In un’altra clip diffusa sui social network, invece, si vede un soldato dell’esercito iracheno che giustizia con un colpo alla testa un prigioniero disarmato e inginocchiato di fianco a un’automobile.
«Queste orribili segnalazioni di maltrattamenti e omicidi sono accompagnate dal silenzio di Baghdad, solo per favorire la sensazione di impunità tra le forze armate a Mosul», ha dichiarato al quotidiano britannico The Guardian Belkis Wille, ricercatrice di Human Rights Watch (Hrw).
A giugno, Hrw ha denunciato anche il ritrovamento di 26 corpi sepolti in località e zone della città sotto il controllo delle forze governative. I cadaveri erano bendati e avevano le mani legate. Secondo alcuni testimoni, almeno 15 di loro sono stati uccisi dai militari che li avevano in custodia perché sospettati di far parte dello stato Islamico. Mentre per quanto riguarda gli altri, sarebbe proprio il luogo in cui sono stati seppelliti a far ricadere le responsabilità sulle autorità irachene.

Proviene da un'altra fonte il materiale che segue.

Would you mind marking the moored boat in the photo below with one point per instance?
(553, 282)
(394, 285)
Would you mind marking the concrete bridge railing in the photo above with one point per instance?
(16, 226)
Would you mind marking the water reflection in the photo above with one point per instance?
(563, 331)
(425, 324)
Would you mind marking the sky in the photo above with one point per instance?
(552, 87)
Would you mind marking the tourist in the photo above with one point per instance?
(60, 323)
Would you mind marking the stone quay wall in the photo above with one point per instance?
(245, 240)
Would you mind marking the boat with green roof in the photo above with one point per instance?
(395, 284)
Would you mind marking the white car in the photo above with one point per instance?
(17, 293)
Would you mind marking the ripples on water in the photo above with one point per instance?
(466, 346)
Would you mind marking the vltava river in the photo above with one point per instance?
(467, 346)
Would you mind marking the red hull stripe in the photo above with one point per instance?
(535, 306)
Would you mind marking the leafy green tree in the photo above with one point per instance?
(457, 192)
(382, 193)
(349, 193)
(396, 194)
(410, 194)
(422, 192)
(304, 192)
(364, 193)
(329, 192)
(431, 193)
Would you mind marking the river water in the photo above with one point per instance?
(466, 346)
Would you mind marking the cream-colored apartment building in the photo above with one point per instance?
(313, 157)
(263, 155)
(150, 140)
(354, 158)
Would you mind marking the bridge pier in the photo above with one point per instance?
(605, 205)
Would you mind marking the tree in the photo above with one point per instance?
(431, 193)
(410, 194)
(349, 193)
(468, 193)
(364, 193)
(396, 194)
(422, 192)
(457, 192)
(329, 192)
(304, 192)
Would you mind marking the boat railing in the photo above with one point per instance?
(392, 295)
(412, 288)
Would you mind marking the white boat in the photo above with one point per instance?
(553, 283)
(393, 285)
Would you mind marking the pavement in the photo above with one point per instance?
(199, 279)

Iraq, campi di detenzione e famiglie recluse
Durante i mesi di assedio centinaia di persone sarebbero state imprigionate in campi di detenzione non ufficiali. Ma il governo non ha mai fornito alcuna documentazione sulle persone detenute e sui reati di cui sono accusate. E non solo, la colpa ricade anche sui familiari, che Hrw riferisce che sono costretti a vivere in un campo di “riabilitazione ideologica e psicologica”.
Localizzato a 20 chilometri a est di Mosul, nel centro di Bartella sono recluse almeno 170 famiglie, composte per la maggior parte da donne e bambini. Gli ospiti vivono in condizioni molto difficili, con un’unica clinica medica e poco altro. E, soprattutto, senza la presenza di scuole o programmi di riabilitazione e istruzione. Infine, riferisce Human Rights Watch, una decina di donne e bambini sarebbe morta per disidratazione.
Insomma, il rispetto dei diritti umani della popolazione rappresenta un fattore fondamentale anche per evitare il ritorno di movimenti estremisti come lo Stato Islamico. «Se le autorità irachene e la coalizione guidata dagli Stati Uniti vogliono davvero eliminare l’Isis, non devono solo impegnarsi militarmente, ma porre fine all’impunità per coloro che compiono gli abusi», ha detto detto Belkis Wille a The Observer.